From e2e8f8efd63664e2c83d541416c35759e6b17000 Mon Sep 17 00:00:00 2001
From: Martin Hierholzer <martin.hierholzer@desy.de>
Date: Thu, 30 Apr 2020 16:41:44 +0200
Subject: [PATCH] exception handling spec: remove obsolete part and fix some
 broken references

---
 doc/exceptionHandlingDesign.dox | 71 +++------------------------------
 1 file changed, 5 insertions(+), 66 deletions(-)

diff --git a/doc/exceptionHandlingDesign.dox b/doc/exceptionHandlingDesign.dox
index bd7f9732..39bbffb6 100644
--- a/doc/exceptionHandlingDesign.dox
+++ b/doc/exceptionHandlingDesign.dox
@@ -99,7 +99,7 @@ When the device is functional, it be (re)initialised by using application-define
       - 1.1.3.2 readNonBlocking / readLatest / read (poll-type inputs): Just return false (no new data). The calling module thread will continue and propagate the DataValidity::faulty flag (cf. 1.1.2).
       - 1.1.3.3 write: Do not block. Write will be later executed by the DeviceModule (cf. 1.2)
 
-  - 1.2 A second, undecorated copy of each writeable device register accessor is used as a so-called recoveryAccessor by the ExceptionHandlingDecorator and the DeviceModule. These recoveryAccessor are used to set the initial values of registers when the device is opened for the first time and to recover the last written values during the recovery procedure. (*)
+  - 1.2 A second, undecorated copy of each writeable device register accessor (*) is used as a so-called recoveryAccessor by the ExceptionHandlingDecorator and the DeviceModule. These recoveryAccessor are used to set the initial values of registers when the device is opened for the first time and to recover the last written values during the recovery procedure.
     - 1.2.1 The recovreryAccessor is stored with additional meta data in a so-called RecoveryHelper data structure, which contains:
       - the recoveryAccessor itself,
       - the VersionNumber of the (potentially unwritten) data stored in the accessor,
@@ -107,7 +107,7 @@ When the device is functional, it be (re)initialised by using application-define
       - a flag which indicates whether the value in the recoveryAccessor has already been written to data. (*)
     - 1.2.2 Ordering can be done per device (*), hence each DeviceModule has one 64-bit atomic counter which is incremented for each write operation and the is value stored in the ordering parameter for the recoveryAccessor.

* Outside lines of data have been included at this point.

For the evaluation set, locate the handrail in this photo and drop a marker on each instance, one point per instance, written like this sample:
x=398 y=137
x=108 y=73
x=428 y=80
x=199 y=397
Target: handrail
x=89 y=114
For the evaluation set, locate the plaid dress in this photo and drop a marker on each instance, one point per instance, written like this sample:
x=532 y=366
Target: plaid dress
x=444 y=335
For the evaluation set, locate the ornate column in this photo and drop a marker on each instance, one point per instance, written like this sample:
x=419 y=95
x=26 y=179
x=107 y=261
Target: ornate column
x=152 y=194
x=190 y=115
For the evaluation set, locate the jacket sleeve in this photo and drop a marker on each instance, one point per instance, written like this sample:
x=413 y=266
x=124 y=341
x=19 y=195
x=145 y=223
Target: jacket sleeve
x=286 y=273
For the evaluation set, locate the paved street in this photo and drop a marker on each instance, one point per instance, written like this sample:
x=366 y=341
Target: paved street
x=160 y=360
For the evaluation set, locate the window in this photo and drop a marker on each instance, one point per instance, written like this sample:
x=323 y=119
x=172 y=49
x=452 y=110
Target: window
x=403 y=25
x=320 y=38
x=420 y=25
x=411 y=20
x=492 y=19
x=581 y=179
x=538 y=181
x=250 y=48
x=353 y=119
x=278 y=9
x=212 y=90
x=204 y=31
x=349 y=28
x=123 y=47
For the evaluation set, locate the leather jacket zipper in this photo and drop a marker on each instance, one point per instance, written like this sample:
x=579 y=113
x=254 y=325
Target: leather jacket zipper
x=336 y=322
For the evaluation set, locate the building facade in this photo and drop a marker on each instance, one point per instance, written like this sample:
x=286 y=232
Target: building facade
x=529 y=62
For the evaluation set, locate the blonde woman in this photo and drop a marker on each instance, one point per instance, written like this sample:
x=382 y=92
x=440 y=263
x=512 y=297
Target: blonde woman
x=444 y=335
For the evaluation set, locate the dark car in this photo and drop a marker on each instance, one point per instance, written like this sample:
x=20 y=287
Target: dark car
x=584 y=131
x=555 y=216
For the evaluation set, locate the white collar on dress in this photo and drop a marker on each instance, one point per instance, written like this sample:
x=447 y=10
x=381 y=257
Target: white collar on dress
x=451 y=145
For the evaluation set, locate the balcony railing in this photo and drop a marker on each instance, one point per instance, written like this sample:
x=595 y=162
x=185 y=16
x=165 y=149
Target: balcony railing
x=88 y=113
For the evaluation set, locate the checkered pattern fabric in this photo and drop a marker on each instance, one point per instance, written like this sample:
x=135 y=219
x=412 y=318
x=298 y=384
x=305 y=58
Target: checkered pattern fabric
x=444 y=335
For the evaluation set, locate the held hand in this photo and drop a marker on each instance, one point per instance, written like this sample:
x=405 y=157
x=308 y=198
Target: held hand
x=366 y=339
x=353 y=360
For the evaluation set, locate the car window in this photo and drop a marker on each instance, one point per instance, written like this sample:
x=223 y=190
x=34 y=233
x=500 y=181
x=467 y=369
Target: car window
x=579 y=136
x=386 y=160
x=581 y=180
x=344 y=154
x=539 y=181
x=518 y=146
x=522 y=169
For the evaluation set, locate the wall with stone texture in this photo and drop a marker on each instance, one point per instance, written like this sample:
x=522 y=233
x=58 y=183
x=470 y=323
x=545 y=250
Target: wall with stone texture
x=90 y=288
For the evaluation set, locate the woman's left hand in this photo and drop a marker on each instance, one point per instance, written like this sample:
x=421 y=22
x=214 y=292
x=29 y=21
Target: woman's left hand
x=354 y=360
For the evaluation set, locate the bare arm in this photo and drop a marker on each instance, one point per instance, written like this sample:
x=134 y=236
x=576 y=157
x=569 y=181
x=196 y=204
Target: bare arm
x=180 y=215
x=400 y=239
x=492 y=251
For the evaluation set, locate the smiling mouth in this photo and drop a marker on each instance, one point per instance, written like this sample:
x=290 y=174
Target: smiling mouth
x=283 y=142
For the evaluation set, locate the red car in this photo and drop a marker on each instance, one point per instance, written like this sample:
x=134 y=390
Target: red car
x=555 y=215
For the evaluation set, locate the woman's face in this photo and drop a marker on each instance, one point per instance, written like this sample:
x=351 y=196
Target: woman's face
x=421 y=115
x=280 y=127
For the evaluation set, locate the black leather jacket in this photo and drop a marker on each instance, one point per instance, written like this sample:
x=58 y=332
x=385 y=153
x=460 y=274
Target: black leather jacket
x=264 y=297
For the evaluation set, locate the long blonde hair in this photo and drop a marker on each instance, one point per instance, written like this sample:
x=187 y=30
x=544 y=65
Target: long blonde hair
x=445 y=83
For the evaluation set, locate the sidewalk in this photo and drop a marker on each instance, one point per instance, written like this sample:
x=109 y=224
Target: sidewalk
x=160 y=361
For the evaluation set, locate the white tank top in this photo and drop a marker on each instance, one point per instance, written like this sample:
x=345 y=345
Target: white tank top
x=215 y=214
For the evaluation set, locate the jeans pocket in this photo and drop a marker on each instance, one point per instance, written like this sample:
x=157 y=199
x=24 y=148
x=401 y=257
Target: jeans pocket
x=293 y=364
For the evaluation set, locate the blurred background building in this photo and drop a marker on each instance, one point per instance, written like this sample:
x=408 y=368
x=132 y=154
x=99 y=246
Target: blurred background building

     - 1.2.3 The RecoveryHelper object may be accessed only under a lock to prevent concurrent access during recovery. The lock shall be shared to allow concurrent write operations of different registers - only the DeviceModule needs to obtain an exclusive lock during recovery. The lock is obained by the ExceptionHandlingDecorators via DeviceModule::getRecoverySharedLock().
-    - 1.2.4 In doPreWrite() the recoveryAccessor with the version number and ordering parameter is updated, and the written flag is cleared/ (*)
+    - 1.2.4 In doPreWrite() the recoveryAccessor with the version number and ordering parameter is updated, and the written flag is cleared.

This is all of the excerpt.